Fiscal Speed Bumps Will Force Action Later This Year
Before leaving town for August recess, Congress passed additional VA funding and a short-term patch to the Highway Trust Fund. However, more deadlines are approaching quickly, and Congress will have many "fiscal speed bumps" next year – all of which present firm deadlines for action.
The end of the fiscal year is September 30. At that point, Congress needs to have passed appropriations bills or a continuing resolution for next year to fund the government. Since Congress has not yet passed any of the 12 appropriations bills and are only in session a little over two weeks in September, it seems likely that a continuing resolution will be needed to avert a government shutdown. (See Appropriations 101 for an explanation of the process).
Beyond that, there will be pressure to revive tax extenders, a package of over 50 tax breaks. Although they expired at the end of 2013, they can be reinstated retroactively without much difficulty if done this year. The House and Senate have taken different approaches to the extenders (though both would add to the deficit), but they would need to come to agreement before the end of the year.

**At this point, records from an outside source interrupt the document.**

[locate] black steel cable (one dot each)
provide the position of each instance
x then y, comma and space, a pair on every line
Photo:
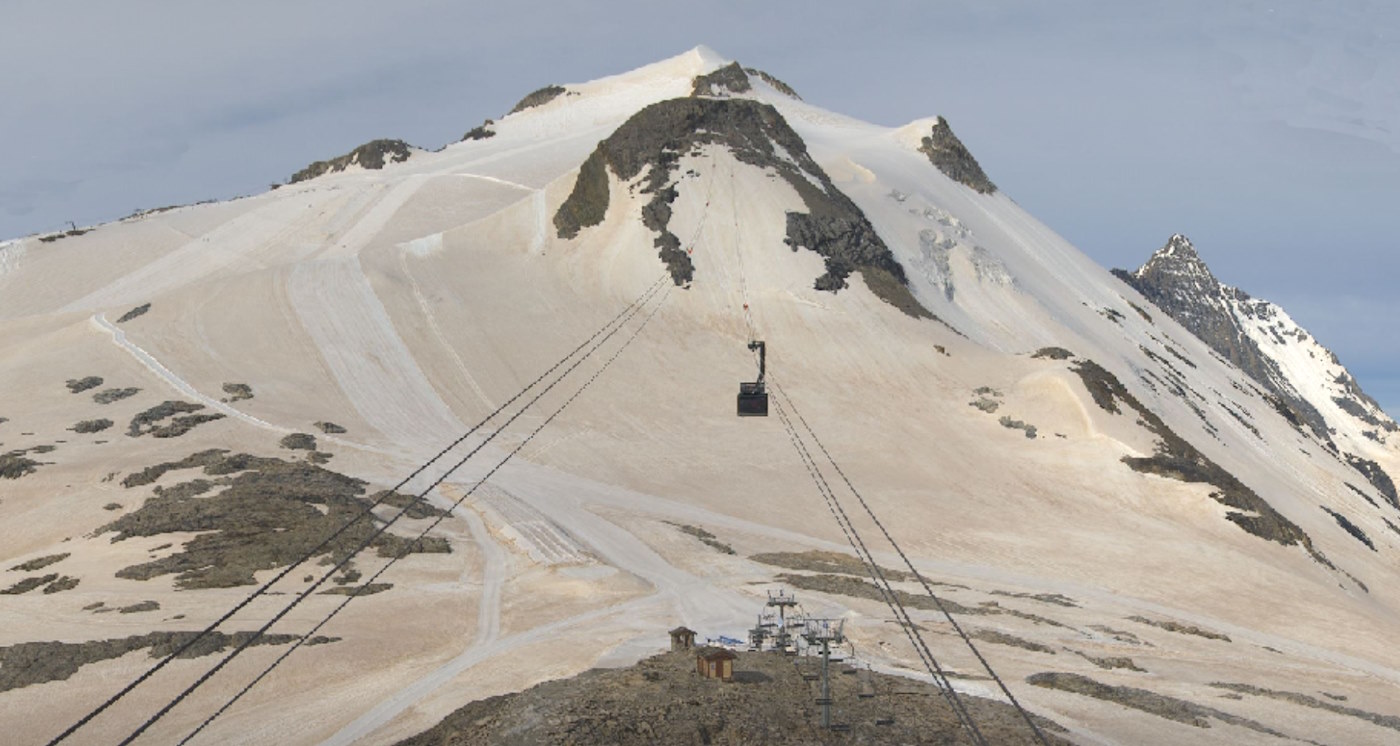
920, 577
326, 542
346, 602
378, 532
881, 582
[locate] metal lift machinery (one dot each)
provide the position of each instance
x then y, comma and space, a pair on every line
753, 396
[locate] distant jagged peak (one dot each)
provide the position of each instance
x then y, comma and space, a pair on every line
371, 156
1178, 255
949, 156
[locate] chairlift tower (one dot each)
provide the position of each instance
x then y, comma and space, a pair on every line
781, 601
825, 631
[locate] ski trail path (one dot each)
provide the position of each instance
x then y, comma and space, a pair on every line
368, 361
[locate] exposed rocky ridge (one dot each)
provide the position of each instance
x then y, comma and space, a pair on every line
374, 156
777, 84
662, 700
256, 514
536, 98
651, 143
731, 79
27, 664
1176, 458
1229, 321
947, 151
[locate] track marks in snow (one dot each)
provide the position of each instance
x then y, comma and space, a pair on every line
546, 542
364, 354
175, 381
437, 332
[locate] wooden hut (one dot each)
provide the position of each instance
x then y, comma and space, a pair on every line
716, 664
682, 638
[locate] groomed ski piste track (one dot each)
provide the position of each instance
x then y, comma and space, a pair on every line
409, 303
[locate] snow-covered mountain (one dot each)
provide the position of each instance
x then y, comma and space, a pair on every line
1309, 384
1152, 539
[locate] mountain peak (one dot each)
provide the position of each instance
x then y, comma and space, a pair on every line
1175, 263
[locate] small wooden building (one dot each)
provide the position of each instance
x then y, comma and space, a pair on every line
716, 664
682, 638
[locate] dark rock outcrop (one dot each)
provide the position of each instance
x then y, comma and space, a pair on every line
769, 703
651, 144
1176, 458
373, 156
153, 421
777, 84
538, 98
947, 151
730, 79
133, 312
79, 385
269, 514
480, 132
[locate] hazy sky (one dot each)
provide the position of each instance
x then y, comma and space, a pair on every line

Next spring, several of this year's extensions will expire: The debt ceiling will need to be raised when it goes back into effect on March 16, and Medicare provider payments will be cut by 24 percent unless a "doc fix" is enacted by March 31. By the end of May, Congress will need to shore up the Highway Trust Fund and re-authorize the fund's spending. As part of a long-term highway fix, Congress will either need to raise highway revenues or cut spending as we explained in our paper, Trust or Bust: Fixing the Highway Trust Fund.
Over the longer term, the Ryan-Murray budget agreement that had set two years of spending levels will run out at the end of September 2015. Additionally, the Disability Insurance Trust Fund will run out of money near the end of 2016, leading to a 19 percent cut for all beneficiaries if not addressed.
All of these deadlines are manageable if lawmakers stop the crisis-to-crisis cycle we've seen over the past few years. This year saw many short extensions that delayed issues until 2015. Lawmakers have given themselves time to deal with these policy deadlines in - we hope - a fiscally responsible way.